IRS Scandal: Examining the Seven Hard Drives Claim.
The claim is floating around conservative websites that the IRS lost seven hard drives, and WHAT ARE THE ODDS?!?! This is supposed to be some indication of nefarious intent on the part of Lois Lerner and the Obama Administration to cover up an illegal targeting scheme directed at conservative non-profit advocacy orgs. If anybody can find a definitive source for the seven hard drives claim, one that comes from a real newspaper and not a wing nut blog I’d much appreciate it. For now I’m simply going to address the statistical likelihood that the IRS might have such a number of hard drives crash on them during the time period at play.
Turns out there’s a wide disparity in the reliability of hard drives, which varies by both make and model. A recent Backblaze study, detailed in Ars Technica, put the failure rate roughly between 1 and 24 percent per year. So let’s be incredibly generous and assume that the IRS buys the best Hitachi drives and that in that enterprise environment they last at their best test failure rate of 1% annually.
The IRS has 85,500 employees. Again, lets be generous to the conservative claims and assume that only one in ten IRS employees has a computer with a hard drive, that’s 8,550 drives in the entire org, a ridiculously low estimate for an entity as large as the IRS. That means that, at the absolute bottom end of estimates, in any single year one should expect the IRS to have at least 85 drives crash while in service.

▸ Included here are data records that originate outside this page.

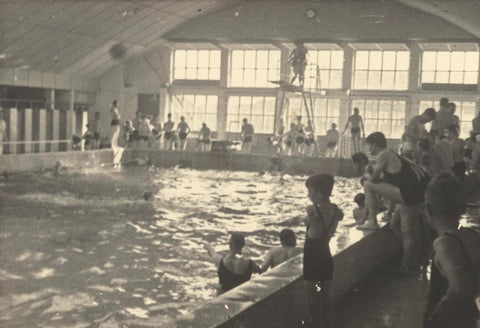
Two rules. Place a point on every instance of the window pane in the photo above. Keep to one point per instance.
(385, 109)
(361, 79)
(458, 61)
(202, 74)
(371, 107)
(471, 61)
(191, 73)
(442, 77)
(180, 73)
(237, 77)
(270, 106)
(237, 59)
(375, 60)
(389, 58)
(215, 58)
(262, 77)
(428, 77)
(456, 77)
(403, 60)
(324, 59)
(214, 74)
(337, 59)
(401, 81)
(250, 59)
(388, 80)
(471, 77)
(274, 59)
(361, 60)
(192, 58)
(262, 59)
(203, 58)
(398, 110)
(374, 79)
(429, 61)
(249, 78)
(443, 61)
(336, 79)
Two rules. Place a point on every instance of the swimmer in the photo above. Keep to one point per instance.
(321, 221)
(456, 260)
(233, 269)
(278, 255)
(401, 181)
(360, 211)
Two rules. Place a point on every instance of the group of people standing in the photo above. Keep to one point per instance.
(423, 191)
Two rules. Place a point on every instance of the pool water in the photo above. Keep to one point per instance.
(85, 248)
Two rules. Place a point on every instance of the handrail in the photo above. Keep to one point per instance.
(34, 142)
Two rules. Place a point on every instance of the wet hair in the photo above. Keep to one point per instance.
(378, 139)
(445, 196)
(452, 128)
(287, 238)
(424, 144)
(430, 113)
(359, 199)
(322, 183)
(237, 239)
(360, 158)
(444, 102)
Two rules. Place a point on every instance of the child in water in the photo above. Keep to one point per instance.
(359, 212)
(322, 221)
(278, 255)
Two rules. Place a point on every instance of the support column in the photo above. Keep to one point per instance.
(347, 77)
(28, 130)
(13, 134)
(42, 126)
(222, 109)
(55, 129)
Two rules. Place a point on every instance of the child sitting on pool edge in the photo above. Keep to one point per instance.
(278, 255)
(321, 221)
(359, 212)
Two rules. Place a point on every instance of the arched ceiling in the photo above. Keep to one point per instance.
(77, 36)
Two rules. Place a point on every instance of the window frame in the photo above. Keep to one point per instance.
(368, 71)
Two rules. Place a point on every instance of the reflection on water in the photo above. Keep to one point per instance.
(86, 249)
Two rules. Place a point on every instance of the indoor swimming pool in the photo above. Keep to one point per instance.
(84, 248)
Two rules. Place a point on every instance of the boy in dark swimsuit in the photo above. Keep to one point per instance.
(401, 181)
(454, 281)
(322, 221)
(233, 269)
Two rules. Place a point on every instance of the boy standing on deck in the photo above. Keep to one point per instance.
(322, 221)
(454, 280)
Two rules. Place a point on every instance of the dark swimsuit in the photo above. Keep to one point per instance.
(412, 181)
(229, 280)
(464, 313)
(317, 257)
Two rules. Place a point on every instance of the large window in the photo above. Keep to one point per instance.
(197, 109)
(381, 70)
(325, 112)
(196, 65)
(386, 116)
(254, 68)
(324, 69)
(260, 111)
(465, 112)
(450, 67)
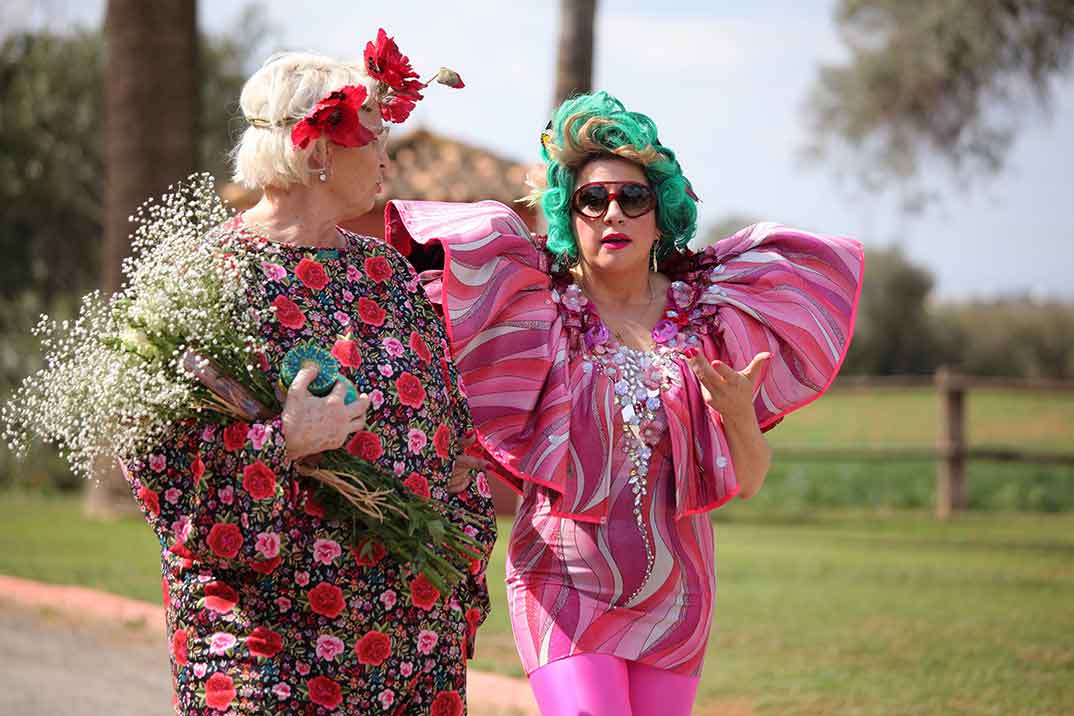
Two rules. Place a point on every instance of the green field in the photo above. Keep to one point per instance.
(867, 613)
(911, 417)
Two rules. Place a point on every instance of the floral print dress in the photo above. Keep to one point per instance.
(270, 607)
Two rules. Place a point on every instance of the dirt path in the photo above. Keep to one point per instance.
(80, 652)
(55, 663)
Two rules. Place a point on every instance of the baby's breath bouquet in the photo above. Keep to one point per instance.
(179, 341)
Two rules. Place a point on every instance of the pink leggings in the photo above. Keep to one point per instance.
(601, 685)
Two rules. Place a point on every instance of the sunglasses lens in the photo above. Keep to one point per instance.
(592, 201)
(635, 199)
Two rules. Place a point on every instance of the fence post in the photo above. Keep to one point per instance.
(951, 469)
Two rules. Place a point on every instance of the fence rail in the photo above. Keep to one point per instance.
(951, 452)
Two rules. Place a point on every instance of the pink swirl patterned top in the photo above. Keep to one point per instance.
(615, 452)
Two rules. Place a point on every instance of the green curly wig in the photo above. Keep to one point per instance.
(591, 126)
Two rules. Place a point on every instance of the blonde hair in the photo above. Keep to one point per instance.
(276, 97)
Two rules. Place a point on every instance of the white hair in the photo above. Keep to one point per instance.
(276, 97)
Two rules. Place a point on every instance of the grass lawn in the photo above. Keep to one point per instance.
(911, 417)
(851, 613)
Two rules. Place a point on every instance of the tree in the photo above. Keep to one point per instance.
(52, 148)
(723, 229)
(153, 112)
(52, 164)
(894, 331)
(927, 78)
(574, 67)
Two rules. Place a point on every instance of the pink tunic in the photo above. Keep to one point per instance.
(614, 451)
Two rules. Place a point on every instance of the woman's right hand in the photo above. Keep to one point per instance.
(314, 425)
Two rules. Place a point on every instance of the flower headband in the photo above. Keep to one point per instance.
(396, 91)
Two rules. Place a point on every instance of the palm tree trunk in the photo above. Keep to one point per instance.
(153, 110)
(574, 69)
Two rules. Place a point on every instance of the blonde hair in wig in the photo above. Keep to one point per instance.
(276, 97)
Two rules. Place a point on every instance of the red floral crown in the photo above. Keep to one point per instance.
(396, 92)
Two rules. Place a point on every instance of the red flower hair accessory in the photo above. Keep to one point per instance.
(398, 87)
(336, 117)
(396, 92)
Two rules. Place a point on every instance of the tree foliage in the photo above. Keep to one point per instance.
(52, 147)
(945, 78)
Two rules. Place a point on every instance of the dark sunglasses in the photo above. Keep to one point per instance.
(634, 199)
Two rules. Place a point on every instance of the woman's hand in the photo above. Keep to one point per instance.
(727, 391)
(466, 466)
(314, 425)
(730, 393)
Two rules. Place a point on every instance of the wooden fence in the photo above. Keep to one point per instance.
(952, 453)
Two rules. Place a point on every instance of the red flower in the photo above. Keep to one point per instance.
(366, 446)
(327, 600)
(396, 108)
(266, 566)
(225, 539)
(447, 703)
(383, 61)
(373, 648)
(311, 274)
(398, 239)
(371, 311)
(259, 481)
(375, 553)
(264, 642)
(441, 442)
(219, 691)
(179, 550)
(179, 647)
(150, 500)
(378, 268)
(418, 485)
(220, 597)
(198, 468)
(324, 692)
(410, 391)
(423, 595)
(419, 347)
(345, 350)
(234, 436)
(336, 117)
(288, 312)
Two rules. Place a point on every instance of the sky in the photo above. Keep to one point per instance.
(726, 84)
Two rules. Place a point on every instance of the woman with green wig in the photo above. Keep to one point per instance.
(623, 384)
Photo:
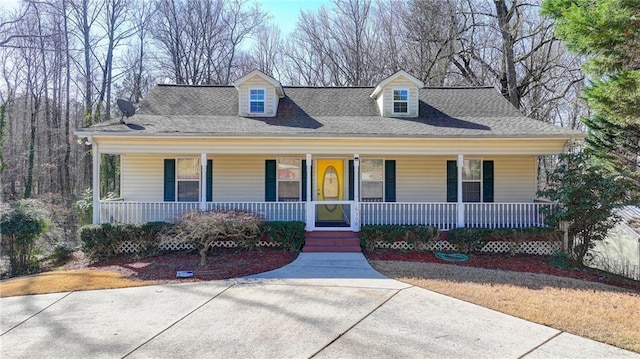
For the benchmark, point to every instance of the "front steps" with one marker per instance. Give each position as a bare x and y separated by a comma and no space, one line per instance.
332,241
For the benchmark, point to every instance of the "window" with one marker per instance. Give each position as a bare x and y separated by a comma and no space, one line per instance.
400,101
472,181
372,180
188,179
289,179
256,101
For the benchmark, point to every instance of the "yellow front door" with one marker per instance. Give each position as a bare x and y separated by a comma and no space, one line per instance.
330,187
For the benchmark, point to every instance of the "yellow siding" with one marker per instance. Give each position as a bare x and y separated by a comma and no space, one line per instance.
270,100
241,177
238,178
515,178
142,177
387,95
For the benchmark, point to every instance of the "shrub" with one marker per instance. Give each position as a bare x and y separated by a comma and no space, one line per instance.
469,239
84,207
290,235
416,236
588,196
22,223
201,229
104,240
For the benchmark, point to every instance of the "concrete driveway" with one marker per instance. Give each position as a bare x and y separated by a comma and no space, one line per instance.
322,306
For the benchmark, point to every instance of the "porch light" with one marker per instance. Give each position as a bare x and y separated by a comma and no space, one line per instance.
84,140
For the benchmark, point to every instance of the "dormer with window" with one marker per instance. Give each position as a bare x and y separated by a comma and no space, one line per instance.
397,95
258,94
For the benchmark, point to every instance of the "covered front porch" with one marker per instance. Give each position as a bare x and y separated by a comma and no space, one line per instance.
444,216
328,190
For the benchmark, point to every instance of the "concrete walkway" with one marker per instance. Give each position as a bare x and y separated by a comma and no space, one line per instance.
321,306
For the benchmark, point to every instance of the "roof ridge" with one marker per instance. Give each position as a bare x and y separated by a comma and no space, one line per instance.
456,87
189,85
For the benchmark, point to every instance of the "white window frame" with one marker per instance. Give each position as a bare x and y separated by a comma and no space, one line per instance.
394,101
480,181
264,100
278,180
363,180
199,179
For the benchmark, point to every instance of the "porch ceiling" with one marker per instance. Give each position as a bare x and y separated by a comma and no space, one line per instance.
329,146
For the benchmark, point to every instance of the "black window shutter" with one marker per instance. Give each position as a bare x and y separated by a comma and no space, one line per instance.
487,181
390,181
209,180
304,180
169,180
351,180
452,181
270,179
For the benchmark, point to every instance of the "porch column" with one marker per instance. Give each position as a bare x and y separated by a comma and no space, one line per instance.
203,181
460,203
96,182
310,215
355,211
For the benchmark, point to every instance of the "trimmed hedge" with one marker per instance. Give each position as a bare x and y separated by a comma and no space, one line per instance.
104,240
414,235
473,239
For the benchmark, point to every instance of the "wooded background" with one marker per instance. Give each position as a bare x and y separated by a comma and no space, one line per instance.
65,62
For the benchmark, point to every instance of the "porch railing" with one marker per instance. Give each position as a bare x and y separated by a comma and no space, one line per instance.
506,215
140,212
440,215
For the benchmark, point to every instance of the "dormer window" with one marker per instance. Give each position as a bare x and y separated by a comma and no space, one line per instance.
400,101
256,101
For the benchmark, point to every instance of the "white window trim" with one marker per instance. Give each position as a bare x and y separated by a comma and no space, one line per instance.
383,178
264,100
393,101
475,181
188,180
278,180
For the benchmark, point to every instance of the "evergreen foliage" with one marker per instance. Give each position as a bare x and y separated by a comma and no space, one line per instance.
587,195
608,33
22,223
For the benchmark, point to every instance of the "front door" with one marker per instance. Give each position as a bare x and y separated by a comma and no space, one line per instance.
330,187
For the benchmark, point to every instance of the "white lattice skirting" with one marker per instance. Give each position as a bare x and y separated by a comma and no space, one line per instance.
134,247
537,248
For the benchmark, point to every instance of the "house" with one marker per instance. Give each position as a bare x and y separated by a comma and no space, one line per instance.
334,157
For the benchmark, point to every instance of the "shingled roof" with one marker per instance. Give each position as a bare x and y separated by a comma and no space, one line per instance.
181,110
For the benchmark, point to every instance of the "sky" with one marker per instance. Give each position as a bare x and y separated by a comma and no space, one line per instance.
285,12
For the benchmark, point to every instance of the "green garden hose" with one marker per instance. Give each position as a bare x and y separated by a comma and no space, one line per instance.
450,257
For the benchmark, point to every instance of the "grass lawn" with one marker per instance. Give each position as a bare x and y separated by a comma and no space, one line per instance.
601,312
64,281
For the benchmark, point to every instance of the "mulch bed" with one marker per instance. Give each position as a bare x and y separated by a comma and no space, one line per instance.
222,264
518,263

Now, from what I’ve heard these seven or so drives were all in different computers assigned to different employees, and they failed over a timeframe of two to three years. So we really need to gauge the odds of seven failures against an expected loss of at least (and again being conservative) 170 drives IRS wide. Again, this assumes that only one in ten IRS employees has a dedicated computer and completely ignores the vast arrays of hard drives that make up the IRS data storage centers.
Everything I’ve done here was to give the biggest benefit of the doubt possible to those who claim that the loss of seven hard drives is some kind of mathematically near impossible event. However like many claims that revolve around a single number completely devoid of context, it doesn’t hold up to honest scrutiny. As you can see, the claim going around conservative websites doesn’t even take real statistical analysis to debunk, simple arithmetic destroys it.
P.S. So far this article from The Hill is the only real source I can find on the seven hard drives claim:
The two Republicans have said that the IRS can’t produce emails from six other officials, further threatening their investigation.
“We need to know where these computers are, who looked at them and when,” Camp and Boustany said in a Wednesday statement.
This would confirm the notion that we’re talking about six different unnamed people, who have totally unstated ties to the investigation outside of being IRS employees.